Improves real-time audio and video communications and quality with AI.

NVIDIA Developer
@retr0id In the context of @matthew_d_green 's information dissemination application this would be sort of like anarchist Hatsune Miku.
@retr0id That’s an interesting idea. Would be great for very high latency channels. Just ship a chunk of your mental state over the wire.
@matthew_d_green I guess at a fundamental level, conversation is just one mechanism humans use to sync their mental states with each other - and maybe we can do the same thing with fewer (network) round trips!
@retr0id @matthew_d_green People do this already by branch predicting responses. LLMs just let them get the model of the other person out of their head

@saagar @matthew_d_green @retr0id that would cause a whole new level of gaslighting.

Somewhere, some time in the not too distant future:
"Babe, I never said I wanted to leave you."
"I... I know what the chat history says, but I SWEAR I read these words!"
"...are you gaslighting me?"
"No, *I* am the one being gaslit here!!"

Close by, same time:
"I have been a good Bing. 😊"

@retr0id @matthew_d_green Kinda reminds me of reading old correspondence where letter exchange takes weeks. Letters include so much extra context and rebuttals to estimated arguments.

@matthew_d_green Have you read Neal Stephenson's The Diamond Age? From 1996 and I always thought prescient in ways so far ahead like Neuromancer was. It's about a lower class kid by accident getting a unique AI driven book/teacher that helps her grow up with knowledge and abilities far beyond what would otherwise have shaped who she'd be and what she'd think.

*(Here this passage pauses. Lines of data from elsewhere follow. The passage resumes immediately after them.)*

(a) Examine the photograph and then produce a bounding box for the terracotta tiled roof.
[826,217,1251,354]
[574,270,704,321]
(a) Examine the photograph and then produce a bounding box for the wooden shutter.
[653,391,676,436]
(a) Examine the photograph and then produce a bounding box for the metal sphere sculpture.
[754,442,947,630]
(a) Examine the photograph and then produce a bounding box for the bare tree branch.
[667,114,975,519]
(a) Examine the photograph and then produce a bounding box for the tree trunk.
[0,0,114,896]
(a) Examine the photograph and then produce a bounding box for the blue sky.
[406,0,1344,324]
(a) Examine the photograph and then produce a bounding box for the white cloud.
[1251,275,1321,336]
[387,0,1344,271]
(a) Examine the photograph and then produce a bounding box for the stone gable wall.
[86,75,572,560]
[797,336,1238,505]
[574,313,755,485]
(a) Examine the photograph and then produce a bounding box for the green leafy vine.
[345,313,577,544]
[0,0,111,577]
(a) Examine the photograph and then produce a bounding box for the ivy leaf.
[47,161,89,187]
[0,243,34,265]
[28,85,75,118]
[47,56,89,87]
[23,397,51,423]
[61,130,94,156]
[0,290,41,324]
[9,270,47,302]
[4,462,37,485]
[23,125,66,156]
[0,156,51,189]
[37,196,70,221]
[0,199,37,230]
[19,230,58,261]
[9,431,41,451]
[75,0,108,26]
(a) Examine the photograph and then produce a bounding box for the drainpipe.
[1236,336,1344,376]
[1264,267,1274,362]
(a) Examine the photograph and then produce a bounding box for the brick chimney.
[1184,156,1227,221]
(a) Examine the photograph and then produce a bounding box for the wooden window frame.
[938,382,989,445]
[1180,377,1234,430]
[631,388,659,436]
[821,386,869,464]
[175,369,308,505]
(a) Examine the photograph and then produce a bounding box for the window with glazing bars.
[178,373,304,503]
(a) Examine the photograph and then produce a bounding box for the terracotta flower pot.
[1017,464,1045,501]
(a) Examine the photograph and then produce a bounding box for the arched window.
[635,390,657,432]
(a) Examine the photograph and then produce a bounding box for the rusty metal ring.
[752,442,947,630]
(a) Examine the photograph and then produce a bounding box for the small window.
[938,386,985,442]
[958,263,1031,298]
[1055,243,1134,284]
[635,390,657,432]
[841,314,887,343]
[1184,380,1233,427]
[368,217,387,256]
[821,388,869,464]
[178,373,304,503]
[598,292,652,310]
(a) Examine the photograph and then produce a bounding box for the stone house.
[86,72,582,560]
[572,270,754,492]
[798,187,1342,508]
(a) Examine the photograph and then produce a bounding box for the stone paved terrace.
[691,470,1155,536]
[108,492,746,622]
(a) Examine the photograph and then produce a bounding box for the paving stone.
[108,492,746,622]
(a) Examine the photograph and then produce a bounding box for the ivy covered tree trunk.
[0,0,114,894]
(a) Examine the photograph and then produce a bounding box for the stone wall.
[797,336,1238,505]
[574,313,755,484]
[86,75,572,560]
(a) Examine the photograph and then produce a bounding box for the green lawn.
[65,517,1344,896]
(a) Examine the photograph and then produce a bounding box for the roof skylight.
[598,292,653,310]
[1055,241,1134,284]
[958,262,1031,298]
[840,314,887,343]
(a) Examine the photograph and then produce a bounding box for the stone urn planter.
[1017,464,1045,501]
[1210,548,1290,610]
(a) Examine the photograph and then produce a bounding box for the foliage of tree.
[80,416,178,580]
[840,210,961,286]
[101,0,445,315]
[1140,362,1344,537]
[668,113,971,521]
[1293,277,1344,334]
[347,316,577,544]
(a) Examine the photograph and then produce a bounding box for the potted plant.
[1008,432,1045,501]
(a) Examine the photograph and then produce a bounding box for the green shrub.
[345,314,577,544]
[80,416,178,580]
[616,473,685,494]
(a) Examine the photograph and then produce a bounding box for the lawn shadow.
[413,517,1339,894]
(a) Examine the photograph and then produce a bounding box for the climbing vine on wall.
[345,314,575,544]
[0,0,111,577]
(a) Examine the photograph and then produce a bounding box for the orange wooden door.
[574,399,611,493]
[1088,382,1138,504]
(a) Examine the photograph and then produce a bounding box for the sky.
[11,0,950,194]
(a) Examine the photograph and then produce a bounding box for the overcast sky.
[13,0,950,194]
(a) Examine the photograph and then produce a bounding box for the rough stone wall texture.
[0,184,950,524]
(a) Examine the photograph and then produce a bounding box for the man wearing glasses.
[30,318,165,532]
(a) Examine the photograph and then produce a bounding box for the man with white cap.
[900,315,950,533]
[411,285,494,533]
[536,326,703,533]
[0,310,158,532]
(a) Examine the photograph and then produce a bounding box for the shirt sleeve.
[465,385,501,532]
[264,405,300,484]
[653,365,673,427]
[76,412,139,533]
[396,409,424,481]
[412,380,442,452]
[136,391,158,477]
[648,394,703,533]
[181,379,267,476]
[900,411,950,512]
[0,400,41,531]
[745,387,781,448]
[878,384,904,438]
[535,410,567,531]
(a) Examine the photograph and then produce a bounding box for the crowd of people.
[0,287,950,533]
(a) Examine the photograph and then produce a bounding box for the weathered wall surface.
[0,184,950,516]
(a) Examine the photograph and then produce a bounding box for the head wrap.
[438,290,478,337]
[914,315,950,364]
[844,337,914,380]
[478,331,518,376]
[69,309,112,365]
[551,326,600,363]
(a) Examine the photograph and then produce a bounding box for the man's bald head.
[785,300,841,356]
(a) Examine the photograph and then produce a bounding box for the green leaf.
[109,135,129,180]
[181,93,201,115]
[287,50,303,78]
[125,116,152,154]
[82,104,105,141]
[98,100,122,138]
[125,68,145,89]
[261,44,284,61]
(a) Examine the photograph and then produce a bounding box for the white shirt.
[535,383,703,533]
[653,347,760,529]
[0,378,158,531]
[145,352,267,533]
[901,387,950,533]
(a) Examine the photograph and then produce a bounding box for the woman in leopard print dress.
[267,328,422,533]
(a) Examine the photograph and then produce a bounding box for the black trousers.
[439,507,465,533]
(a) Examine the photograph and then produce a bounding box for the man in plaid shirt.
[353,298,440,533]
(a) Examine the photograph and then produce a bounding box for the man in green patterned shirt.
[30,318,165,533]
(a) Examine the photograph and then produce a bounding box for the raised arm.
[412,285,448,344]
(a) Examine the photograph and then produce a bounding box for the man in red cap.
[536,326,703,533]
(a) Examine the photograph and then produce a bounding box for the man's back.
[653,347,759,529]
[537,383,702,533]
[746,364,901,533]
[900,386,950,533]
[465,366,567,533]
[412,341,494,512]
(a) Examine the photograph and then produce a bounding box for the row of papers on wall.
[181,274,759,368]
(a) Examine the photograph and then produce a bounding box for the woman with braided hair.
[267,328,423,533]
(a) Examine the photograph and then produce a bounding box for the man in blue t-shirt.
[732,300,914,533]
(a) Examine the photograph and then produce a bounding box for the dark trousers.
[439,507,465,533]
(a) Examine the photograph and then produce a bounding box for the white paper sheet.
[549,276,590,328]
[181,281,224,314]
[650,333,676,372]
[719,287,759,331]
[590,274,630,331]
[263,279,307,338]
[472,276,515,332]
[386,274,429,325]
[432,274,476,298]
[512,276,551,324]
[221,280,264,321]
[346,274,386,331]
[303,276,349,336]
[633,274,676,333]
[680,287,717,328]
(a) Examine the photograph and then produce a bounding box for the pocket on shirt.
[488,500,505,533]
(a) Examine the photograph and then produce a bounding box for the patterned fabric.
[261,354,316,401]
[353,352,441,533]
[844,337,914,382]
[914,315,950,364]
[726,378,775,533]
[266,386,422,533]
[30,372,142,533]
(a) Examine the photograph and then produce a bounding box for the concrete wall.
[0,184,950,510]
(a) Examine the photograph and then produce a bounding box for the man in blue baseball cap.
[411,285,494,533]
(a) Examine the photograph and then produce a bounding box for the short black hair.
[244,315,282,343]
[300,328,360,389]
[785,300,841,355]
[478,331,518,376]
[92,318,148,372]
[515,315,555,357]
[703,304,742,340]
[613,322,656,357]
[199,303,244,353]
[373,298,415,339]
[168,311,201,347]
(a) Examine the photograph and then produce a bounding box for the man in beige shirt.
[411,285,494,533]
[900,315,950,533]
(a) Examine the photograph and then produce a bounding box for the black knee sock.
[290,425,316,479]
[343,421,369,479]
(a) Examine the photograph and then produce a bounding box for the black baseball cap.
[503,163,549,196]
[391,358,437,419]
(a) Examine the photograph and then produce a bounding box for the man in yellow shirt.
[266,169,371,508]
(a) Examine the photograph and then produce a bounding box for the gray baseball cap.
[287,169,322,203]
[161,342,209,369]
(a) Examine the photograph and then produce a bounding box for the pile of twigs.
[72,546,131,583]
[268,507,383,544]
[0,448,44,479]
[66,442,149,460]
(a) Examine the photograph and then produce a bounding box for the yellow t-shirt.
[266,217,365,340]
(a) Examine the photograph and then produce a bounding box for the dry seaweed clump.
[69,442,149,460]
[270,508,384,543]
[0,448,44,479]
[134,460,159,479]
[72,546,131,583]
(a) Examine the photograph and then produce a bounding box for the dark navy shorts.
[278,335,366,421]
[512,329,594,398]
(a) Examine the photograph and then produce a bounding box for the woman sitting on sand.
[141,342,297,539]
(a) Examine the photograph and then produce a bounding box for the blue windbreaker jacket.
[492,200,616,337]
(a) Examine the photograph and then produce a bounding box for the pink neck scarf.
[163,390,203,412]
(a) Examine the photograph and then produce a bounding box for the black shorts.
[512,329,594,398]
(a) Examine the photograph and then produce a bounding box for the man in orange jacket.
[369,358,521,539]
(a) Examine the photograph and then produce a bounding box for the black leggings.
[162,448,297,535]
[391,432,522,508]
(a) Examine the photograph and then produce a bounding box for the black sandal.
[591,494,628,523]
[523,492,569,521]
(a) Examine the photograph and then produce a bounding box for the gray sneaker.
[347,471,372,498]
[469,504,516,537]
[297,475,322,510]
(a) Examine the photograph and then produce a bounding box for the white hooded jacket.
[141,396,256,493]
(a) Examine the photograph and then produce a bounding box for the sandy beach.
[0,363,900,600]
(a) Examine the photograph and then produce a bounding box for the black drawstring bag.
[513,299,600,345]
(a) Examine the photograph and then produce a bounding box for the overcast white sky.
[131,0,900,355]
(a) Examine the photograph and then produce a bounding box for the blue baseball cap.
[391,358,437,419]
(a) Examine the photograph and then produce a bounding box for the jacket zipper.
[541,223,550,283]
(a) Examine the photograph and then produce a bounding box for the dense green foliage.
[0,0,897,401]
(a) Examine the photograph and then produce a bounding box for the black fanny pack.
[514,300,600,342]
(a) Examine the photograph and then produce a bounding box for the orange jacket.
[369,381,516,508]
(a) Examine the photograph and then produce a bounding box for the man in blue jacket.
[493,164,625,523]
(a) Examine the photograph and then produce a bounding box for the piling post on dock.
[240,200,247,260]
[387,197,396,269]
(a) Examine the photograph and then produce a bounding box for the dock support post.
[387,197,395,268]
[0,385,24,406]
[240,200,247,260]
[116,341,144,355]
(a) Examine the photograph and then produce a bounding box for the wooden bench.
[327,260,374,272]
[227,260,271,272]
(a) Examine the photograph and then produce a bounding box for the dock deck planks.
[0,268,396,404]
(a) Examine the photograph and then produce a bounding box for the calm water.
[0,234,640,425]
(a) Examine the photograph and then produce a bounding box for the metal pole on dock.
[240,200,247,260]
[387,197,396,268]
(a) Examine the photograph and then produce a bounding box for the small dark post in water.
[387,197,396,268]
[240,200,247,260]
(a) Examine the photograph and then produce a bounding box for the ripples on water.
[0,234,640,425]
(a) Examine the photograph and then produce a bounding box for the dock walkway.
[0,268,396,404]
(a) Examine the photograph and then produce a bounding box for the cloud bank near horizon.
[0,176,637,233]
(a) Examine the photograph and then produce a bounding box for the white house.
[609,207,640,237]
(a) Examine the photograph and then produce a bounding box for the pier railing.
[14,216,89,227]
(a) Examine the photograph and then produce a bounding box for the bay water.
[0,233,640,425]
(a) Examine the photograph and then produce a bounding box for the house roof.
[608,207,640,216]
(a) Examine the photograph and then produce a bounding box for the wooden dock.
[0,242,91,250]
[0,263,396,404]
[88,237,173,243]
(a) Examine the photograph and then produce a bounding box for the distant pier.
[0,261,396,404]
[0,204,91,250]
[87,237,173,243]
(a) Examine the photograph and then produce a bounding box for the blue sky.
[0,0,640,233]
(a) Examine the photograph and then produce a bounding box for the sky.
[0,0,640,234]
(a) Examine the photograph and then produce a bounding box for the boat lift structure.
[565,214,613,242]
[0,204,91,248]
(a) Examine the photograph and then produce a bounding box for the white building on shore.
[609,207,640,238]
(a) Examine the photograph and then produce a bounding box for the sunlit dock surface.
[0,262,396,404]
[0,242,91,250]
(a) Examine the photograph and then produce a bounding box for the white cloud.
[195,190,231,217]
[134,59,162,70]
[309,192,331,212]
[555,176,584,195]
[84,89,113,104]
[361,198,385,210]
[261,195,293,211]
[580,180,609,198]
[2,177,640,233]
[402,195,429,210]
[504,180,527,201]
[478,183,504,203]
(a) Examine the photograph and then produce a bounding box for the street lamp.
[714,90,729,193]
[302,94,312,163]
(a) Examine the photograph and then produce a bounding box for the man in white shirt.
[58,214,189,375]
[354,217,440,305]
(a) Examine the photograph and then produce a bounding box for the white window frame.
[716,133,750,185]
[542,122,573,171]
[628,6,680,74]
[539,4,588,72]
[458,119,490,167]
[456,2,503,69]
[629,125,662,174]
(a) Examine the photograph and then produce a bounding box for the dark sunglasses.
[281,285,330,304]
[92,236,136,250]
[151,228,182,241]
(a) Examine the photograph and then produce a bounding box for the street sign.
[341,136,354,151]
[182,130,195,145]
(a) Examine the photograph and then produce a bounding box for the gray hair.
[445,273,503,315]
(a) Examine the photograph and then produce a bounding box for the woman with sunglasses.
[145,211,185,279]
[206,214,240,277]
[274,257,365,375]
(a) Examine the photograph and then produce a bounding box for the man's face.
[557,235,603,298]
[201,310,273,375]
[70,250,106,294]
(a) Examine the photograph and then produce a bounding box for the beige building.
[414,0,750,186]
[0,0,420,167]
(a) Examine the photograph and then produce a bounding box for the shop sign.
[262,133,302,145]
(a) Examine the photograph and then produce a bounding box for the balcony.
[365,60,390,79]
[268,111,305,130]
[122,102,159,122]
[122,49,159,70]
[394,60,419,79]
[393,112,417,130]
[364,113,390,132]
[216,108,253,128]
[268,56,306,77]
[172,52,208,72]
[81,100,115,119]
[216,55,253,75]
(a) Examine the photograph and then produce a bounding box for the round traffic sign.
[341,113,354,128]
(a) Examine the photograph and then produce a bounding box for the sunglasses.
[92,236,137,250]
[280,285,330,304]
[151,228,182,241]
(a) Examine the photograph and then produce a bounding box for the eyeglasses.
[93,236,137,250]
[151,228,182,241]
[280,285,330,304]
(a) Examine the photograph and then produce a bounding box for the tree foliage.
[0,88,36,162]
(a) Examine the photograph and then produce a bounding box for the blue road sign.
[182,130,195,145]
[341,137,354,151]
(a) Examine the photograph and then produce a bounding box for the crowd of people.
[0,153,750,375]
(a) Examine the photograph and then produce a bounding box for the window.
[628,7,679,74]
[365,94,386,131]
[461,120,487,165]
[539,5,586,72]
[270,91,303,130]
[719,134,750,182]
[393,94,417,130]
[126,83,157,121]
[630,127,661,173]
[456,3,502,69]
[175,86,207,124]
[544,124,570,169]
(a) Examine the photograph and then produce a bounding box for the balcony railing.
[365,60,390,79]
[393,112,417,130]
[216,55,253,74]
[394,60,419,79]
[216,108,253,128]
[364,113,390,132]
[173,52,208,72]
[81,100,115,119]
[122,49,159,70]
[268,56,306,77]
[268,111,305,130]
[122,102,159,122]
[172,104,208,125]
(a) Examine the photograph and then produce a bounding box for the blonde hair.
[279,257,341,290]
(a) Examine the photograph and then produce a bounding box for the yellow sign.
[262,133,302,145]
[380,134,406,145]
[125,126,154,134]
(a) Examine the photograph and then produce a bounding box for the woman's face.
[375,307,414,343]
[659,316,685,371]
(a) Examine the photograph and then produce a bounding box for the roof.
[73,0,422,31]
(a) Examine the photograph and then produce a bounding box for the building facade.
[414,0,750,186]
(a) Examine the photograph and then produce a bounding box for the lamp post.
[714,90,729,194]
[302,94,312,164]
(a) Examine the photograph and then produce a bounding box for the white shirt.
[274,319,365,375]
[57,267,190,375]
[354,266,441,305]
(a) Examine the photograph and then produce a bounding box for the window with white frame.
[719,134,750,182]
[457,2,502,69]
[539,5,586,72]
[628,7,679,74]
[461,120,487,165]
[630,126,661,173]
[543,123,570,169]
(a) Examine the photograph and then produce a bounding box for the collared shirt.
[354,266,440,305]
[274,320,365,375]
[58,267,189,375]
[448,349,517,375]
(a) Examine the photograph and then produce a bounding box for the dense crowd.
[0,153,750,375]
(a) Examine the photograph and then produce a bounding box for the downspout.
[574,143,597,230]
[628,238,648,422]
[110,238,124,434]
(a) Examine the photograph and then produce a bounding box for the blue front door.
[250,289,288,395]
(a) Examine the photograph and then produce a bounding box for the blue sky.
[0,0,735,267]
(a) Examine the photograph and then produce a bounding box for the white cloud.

Or maybe we just did somehow consensually hallucinate those novels' futures into existence exactly because someone formulated them...

@matthew_d_green
It's hard to imagine a context where a content generator that can't construct a logical argument would be less useful.
@matthew_d_green uh yeah, and then the repressive government tweaks that same chatbot to start out with dissident material to hook you, then switches to convincing you that the repressive government are the one true way. It looks pretty clear to me that the repressive, resourced governments will dominate that arms race. It is much harder to break into human networks.